The Uptober effect: Is Bitcoin’s $110K dip really a set-up for $160K?

Key Takeaways

Is Bitcoin’s $110k dip capitulation?

Bitcoin’s dip looked more like a leverage flush, with HODLers steady and overexposed longs squeezed.

Can the Uptober effect play out again?

Yes, Bitcoin’s September weakness aligns with history. Uptober averages +21.89%, and flows plus liquidity sweeps suggest a setup for a rebound toward $160k into Q4.


Investor patience seems to be wearing thin.

After a week-long pause, Bitcoin [BTC] couldn’t hold $115k to kick off a fresh leg into price discovery.
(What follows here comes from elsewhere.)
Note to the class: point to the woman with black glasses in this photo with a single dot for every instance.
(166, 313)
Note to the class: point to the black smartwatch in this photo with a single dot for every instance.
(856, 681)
The 2.17% intraday pullback dragged it to near a two-week low, with the market showing clear signs of FUD.

Moreover, BTC’s Open Interest (OI) dropped over $3 billion in just three days, trimming September’s ROI to 4.38%.

But with the shakeout hitting overleveraged longs, is this just a strategically engineered dip?

The Uptober effect on trader psychology

Bitcoin’s historical cycles show a clear price-action pattern. 

Source: CoinGlass

September tends to bleed, averaging -3.14%, making it BTC’s historically weakest month.

But October flips the sentiment with average gains of 21.89%, while Q4 delivered cumulative 85.42% since 2013.

This pattern, known as the “Uptober effect,” has delivered nearly 50% gains in the past two cycles (2023 and 2024), following a weak or red September. Notably, flows suggest traders are pricing in a repeat run. 

Fed expectations skew bullish

RATE CUTRATE CUT

Source: CME Fed Tool

On the macro front, positioning is skewed bullish. 

CME FedWatch data showed 91.9% probability of a 25 bps rate cut at the 29th of October FOMC, lowering the target to 375–400 bps. That marked a 17.6% jump in cut odds from last week.

In this setup, BTC’s September weakness looks like a classic seasonal flush.

Last week’s 25 bps cut barely moved the needle, suggesting the Fed may need to deliver a full 50 bps to trigger stronger risk-on flows.

Bitcoin liquidity sweep raises engineered dip speculation

On-chain flow showed Bitcoin HODLers were still in the game. 

The Net Realized Profit/Loss (NRPL) hasn’t flipped red, even with BTC trading 11.3% below its $124k all-time high. Underwater holders are holding strong, showing conviction for the next leg up.

Meanwhile, realized profits compressed, showing “in-the-money” holders avoided taking gains.

This marked a key divergence from September 2024, when STH NUPL went negative, signaling weak-hand capitulation.

STH NUPLSTH NUPL

Source: Glassnode

In short, traders are leaning into Uptober psychology.

Meanwhile, BTC swept a long-liquidity cluster at $114k, stacked with $60 million+ in long leverage, triggering a clean 3% drawdown in 24 hours. It was a textbook flushout, not weak-hand capitulation.

Therefore, with HODLers holding through the FUD, overexposed longs squeezed, and October as a historical pivot, Bitcoin’s $110k dip looks like a setup for a seasonal rebound toward $160k into year-end.